It has been so long since I have put the proverbial pen to the paper…or simply laid my hands on the keyboard to write what is going on in my head. I have had so many heavy things on my mind as of late but the one thing I have been struggling with is that the farther I go out on this limb to follow God and ask even more of him…the more the Devil presents himself…. and he really is hitting below the belt. He attacks by using people that mean so much to you or who have the potential to be a part of my life in a meaningful way. My prayer list continues to grow longer and longer. Back in the day my prayer list was more like a Christmas List of my needs. Now it is a death list…meaning when I pray, it is for all the things I must die to. And there are many because even though I try very hard to follow God every minute of every day I understand that I am not perfect.

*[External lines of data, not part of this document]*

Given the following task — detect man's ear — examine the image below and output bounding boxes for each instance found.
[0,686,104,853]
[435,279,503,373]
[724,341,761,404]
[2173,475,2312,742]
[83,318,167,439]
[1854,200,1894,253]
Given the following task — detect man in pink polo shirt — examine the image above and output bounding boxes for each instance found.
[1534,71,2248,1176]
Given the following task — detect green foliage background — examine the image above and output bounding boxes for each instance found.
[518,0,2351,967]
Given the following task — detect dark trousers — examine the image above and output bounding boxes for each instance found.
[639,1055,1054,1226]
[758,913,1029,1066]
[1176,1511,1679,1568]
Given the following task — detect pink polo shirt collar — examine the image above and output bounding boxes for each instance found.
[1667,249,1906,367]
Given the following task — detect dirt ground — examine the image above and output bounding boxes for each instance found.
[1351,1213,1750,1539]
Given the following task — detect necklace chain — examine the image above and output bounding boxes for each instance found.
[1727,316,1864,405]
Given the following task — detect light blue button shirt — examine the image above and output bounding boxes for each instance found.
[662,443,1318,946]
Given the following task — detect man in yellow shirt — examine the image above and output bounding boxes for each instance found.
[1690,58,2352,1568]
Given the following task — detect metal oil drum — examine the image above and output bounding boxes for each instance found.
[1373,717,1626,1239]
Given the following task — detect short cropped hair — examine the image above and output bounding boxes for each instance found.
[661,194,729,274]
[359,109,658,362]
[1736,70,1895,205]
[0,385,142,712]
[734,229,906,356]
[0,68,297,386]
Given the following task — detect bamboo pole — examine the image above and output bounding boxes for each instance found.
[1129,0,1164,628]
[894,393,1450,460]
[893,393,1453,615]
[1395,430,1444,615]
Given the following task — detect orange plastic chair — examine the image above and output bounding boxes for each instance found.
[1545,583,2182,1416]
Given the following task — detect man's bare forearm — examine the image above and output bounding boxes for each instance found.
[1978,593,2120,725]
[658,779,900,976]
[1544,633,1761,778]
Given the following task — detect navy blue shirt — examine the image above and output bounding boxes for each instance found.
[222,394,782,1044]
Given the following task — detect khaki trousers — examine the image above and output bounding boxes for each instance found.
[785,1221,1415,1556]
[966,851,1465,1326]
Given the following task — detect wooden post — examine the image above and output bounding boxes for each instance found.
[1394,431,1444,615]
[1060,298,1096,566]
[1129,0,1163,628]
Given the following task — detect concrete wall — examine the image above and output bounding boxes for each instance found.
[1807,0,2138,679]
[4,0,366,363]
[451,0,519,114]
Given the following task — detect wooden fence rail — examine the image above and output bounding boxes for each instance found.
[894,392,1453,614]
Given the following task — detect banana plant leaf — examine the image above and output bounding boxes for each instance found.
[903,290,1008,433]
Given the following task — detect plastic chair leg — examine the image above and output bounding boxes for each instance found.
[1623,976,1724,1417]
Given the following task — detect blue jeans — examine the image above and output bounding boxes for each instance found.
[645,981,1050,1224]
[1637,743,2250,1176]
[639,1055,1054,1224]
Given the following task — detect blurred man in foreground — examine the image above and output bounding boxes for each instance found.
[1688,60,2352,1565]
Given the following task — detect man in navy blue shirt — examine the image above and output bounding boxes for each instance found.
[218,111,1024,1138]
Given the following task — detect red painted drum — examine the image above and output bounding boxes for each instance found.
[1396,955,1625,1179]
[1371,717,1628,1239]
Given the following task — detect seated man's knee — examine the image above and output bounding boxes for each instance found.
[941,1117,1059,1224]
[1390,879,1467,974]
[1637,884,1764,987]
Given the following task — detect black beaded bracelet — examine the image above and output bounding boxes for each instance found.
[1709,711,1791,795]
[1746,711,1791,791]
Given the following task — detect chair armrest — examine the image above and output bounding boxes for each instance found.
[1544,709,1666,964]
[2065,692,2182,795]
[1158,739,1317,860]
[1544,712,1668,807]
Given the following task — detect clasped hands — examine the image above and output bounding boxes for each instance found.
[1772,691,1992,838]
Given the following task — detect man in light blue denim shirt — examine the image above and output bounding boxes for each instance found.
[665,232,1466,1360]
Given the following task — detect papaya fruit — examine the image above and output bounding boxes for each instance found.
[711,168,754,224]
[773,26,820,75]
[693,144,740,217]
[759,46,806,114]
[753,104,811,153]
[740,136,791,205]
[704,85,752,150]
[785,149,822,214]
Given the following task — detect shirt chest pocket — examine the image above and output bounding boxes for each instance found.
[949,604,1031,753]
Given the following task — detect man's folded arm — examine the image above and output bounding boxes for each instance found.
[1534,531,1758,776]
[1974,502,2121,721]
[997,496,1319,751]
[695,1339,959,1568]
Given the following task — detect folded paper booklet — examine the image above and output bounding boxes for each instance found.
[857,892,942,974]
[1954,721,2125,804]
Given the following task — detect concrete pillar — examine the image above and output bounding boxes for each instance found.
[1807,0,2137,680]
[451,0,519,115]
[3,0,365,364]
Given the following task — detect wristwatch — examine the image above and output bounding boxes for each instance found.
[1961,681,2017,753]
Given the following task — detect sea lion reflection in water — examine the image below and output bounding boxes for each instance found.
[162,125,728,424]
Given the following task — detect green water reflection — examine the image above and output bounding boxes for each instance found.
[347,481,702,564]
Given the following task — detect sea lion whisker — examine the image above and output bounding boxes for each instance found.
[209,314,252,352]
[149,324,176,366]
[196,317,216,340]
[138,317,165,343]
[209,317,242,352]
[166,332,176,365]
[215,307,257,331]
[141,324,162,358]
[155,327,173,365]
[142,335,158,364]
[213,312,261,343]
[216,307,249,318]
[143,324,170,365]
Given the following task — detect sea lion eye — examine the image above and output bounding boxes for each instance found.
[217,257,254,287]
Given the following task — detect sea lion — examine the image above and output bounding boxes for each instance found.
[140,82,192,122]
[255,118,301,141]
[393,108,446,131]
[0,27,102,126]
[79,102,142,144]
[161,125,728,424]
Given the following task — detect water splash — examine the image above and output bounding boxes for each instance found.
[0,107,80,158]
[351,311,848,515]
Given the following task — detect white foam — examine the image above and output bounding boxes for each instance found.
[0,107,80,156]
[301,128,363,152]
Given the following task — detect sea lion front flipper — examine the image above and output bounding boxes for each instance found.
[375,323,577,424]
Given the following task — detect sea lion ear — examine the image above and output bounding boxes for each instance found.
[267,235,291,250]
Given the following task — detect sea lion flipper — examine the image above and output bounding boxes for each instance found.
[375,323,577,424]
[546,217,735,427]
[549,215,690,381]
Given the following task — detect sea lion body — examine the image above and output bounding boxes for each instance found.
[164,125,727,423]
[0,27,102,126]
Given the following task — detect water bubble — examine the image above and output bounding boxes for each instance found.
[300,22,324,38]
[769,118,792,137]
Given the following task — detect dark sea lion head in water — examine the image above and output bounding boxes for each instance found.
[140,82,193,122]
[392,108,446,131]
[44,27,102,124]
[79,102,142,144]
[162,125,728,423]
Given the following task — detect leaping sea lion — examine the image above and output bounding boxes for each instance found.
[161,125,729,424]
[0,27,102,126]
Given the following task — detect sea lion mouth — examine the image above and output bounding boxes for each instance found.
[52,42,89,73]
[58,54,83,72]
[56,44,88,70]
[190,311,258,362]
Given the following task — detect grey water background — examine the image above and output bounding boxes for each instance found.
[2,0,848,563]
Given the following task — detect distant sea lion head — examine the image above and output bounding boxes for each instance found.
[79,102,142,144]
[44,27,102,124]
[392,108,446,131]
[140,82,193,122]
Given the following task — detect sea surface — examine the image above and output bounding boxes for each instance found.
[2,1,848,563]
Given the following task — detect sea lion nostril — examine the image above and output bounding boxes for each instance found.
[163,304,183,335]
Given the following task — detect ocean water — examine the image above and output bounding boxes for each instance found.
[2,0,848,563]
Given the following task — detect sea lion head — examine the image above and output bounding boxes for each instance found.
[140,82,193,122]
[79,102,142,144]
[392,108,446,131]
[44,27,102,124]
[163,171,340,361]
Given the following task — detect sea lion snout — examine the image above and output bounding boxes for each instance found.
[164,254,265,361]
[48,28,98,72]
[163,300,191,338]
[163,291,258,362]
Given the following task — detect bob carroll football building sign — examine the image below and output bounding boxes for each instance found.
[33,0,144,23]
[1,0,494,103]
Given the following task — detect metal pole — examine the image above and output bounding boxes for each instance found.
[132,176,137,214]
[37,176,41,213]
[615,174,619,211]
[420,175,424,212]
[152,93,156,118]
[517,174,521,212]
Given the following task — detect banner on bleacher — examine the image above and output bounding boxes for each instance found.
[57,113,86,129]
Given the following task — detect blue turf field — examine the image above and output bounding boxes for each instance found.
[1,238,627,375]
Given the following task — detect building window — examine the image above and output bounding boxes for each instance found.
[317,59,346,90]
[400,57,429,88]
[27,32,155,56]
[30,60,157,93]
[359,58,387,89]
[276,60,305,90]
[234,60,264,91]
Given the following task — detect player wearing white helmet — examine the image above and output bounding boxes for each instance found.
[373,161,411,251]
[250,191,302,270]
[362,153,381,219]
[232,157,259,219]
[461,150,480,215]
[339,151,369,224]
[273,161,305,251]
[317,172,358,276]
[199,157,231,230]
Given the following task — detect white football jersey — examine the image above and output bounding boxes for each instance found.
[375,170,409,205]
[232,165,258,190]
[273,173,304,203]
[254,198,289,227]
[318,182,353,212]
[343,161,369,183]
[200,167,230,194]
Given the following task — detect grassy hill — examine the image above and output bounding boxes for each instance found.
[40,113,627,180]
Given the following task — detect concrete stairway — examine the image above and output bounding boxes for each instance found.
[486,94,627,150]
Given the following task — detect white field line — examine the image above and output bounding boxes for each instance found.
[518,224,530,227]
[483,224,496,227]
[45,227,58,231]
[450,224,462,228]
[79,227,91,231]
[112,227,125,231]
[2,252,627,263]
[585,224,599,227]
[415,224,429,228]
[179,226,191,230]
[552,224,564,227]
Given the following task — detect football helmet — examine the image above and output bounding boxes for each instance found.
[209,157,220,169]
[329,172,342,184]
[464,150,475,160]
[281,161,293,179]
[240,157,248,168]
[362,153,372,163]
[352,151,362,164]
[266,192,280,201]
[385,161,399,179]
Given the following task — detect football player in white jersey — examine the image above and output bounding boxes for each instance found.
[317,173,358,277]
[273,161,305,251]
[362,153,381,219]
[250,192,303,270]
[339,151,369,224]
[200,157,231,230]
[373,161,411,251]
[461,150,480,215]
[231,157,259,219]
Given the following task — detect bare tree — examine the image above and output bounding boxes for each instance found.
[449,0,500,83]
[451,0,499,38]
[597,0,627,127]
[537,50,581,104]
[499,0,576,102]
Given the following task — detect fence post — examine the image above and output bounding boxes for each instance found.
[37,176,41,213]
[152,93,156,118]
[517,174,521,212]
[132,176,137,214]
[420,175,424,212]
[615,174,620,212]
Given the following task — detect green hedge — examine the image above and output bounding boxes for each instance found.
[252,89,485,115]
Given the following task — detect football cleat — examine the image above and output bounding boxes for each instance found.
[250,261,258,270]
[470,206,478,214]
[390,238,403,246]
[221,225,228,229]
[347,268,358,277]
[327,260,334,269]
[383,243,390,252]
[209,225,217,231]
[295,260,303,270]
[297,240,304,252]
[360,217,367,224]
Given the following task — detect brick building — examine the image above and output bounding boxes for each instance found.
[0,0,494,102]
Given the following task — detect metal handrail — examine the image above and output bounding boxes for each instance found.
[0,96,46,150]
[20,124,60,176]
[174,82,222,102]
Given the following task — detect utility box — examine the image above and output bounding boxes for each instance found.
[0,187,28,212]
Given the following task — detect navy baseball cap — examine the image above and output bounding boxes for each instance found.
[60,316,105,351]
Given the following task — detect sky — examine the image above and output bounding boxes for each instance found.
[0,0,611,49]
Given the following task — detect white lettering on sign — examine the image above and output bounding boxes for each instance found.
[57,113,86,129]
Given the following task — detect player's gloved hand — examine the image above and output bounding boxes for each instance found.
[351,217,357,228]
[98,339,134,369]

Living with the God I am in relationship with through Jesus is giving me the opportunity to seize the true freedom to be the person that God created me to be. I am really beginning to realize for the first time in my almost 41 years that it is such an amazing and undeserved blessing that God is ordering me to willingly turn away from this world’s dead-end ways in order to gain and hold on tight to the life Jesus wants for me.

It is because of this knowledge that I hold right now that I am being pursued by a dark soul. I have had hatred spewed on me as of late by people that I care about. I have had situations cross my path that I thought could be good for me but I had to really evaluate and walk away from those situations because I realized they were not from Him. Then, there have been moments recently where I have had to ask HIM for forgiveness once again for something I have done or something that I have thought of doing.

Friends, I am here to tell you that the closer you get to God, the more the Devil will try to engage you in a footrace. It is the days that I feel like I am losing the race that I pray the hardest to die…It is this knowledge that gives me the most hope because when you begin to die to self this is what happens….the good you do is spoke of from an evil perspective, your wishes are ignored, the advice you hand out can be ignored, your thoughts and opinions are ridiculed. In those moments I am REFUSING to let anger overtake my heart or to avidly defend myself. Instead, I am PRAYING about patience, endurance and loving silence during those times… and it is in those moments that I DIE!